Elle (se ventilant avec ses mains) : olaaaaa ! Il fait chaud par ici !
Moi(la regardant) : oui c'est ainsi, c'est la côte d'ivoire.
Elle(me fixant) : Nice ou Marseille ?
Moi : Paris !
Elle : ah d'accord, moi c'est Ariane et vous ?
Moi(la fixant) : Mr. Gbané
Elle : et Mr. Gbané a un prénom ?
Moi : C'est Mr. Gbané.
Elle (grimaçant) : ok. En faite je suis venue pour les vacances et je m'ennuie à mourir.
Moi(pouffant) : vous vous ennuyez ici à Abidjan ? Sérieusement ? Avec tous les night club et lieux lucratifs qui existent ici ? Pour exemple il y a Life Star Abidjan, Las Vegas Night Club, BBR entendez par là (Boulay Beach Ressort), Majestic Ivoire et là encore je ne parle pas de Yopougon ou de Marcory…
Elle : mais je ne connais pas tous ces endroits !
Moi(buvant le fond de mon verre) : bah demandez à une personne de votre entourage de vous y accompagner. Parce qu'Abidjan, on ne peux s'ennuyer. Impossible.
Elle(caressant ma main) : enfaite…je veux bien tenter l'expérience avec vous…
Moi(me levant) : bah cherchez d'autres personnes, bref c'était moi.

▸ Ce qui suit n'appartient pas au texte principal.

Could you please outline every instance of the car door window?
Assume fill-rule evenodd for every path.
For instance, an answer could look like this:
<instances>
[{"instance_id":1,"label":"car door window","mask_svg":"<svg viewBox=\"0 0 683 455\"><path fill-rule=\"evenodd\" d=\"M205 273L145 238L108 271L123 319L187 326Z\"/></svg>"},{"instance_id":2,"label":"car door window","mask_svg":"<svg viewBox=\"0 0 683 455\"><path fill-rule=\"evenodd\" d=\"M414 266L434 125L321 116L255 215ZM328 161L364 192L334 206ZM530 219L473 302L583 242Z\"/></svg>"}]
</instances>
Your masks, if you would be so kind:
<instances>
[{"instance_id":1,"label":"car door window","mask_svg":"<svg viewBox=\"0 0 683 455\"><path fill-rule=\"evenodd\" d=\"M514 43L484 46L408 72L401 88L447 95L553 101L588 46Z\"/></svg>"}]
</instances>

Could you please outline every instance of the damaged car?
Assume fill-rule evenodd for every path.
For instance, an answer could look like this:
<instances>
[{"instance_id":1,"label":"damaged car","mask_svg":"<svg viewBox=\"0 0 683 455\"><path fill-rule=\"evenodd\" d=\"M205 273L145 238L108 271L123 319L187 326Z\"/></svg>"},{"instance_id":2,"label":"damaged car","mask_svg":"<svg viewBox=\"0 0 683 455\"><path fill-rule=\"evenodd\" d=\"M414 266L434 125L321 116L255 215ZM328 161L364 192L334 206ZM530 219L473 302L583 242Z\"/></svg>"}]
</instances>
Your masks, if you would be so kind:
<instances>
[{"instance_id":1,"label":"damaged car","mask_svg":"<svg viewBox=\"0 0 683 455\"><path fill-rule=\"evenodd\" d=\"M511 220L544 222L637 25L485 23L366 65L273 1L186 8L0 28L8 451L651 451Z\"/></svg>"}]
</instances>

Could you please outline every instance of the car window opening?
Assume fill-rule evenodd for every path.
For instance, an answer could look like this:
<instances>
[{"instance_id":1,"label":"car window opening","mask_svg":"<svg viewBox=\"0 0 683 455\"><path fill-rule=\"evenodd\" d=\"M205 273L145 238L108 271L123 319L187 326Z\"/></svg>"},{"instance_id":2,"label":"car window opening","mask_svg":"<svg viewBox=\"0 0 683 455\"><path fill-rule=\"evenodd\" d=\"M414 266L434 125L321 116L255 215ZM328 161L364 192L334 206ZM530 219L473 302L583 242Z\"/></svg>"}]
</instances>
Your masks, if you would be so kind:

Je vais au comptoir payer ma facture sans jamais tourner le regard vers elle. Après quoi je prends la porte. Si s'était trois mois en arrière, il y a longtemps que je me la serait faite. Et sans bruit. Bref, je continue mon chemin.
PAM PAM !!! PAM PAM !!!
Quand je veux décaler sur le côté, cette voiture vient en vitesse et menace presque de me cogner en m'éclaboussant au passage.
Moi(hurlant ma frustration) : tu l'as eu où ton permis ? Venir éclabousser les honnêtes citoyens de ce pays ? Fais chier !
N'importe quoi ! Et voilà que je commence à parler comme l'autre.
Un homme(derrière moi) : eh mon frère pardon, faut laisser pour toi à Dieu ! Faut pas chier pardon ! Si tu chies ici là, ça ne va pas nous arranger !
Moi(désabusé) : qu'est-ce que vous racontez ?
Le Monsieur(l'aire sérieux) : ah comme tu dis que tu envie de chier là, c’est pourquoi. Parce que souvent, moi même ça me prend d'avoir envie d'aller aux toilettes quand je suis énervé. Toi-même faut voir, ici c’est la rue. Faut attendre quand tu seras à la maison, tu vas te mettre à l'aise. Parce qu'ici c'est pour toute la population. C'est pas joli de déféquer dans la rue.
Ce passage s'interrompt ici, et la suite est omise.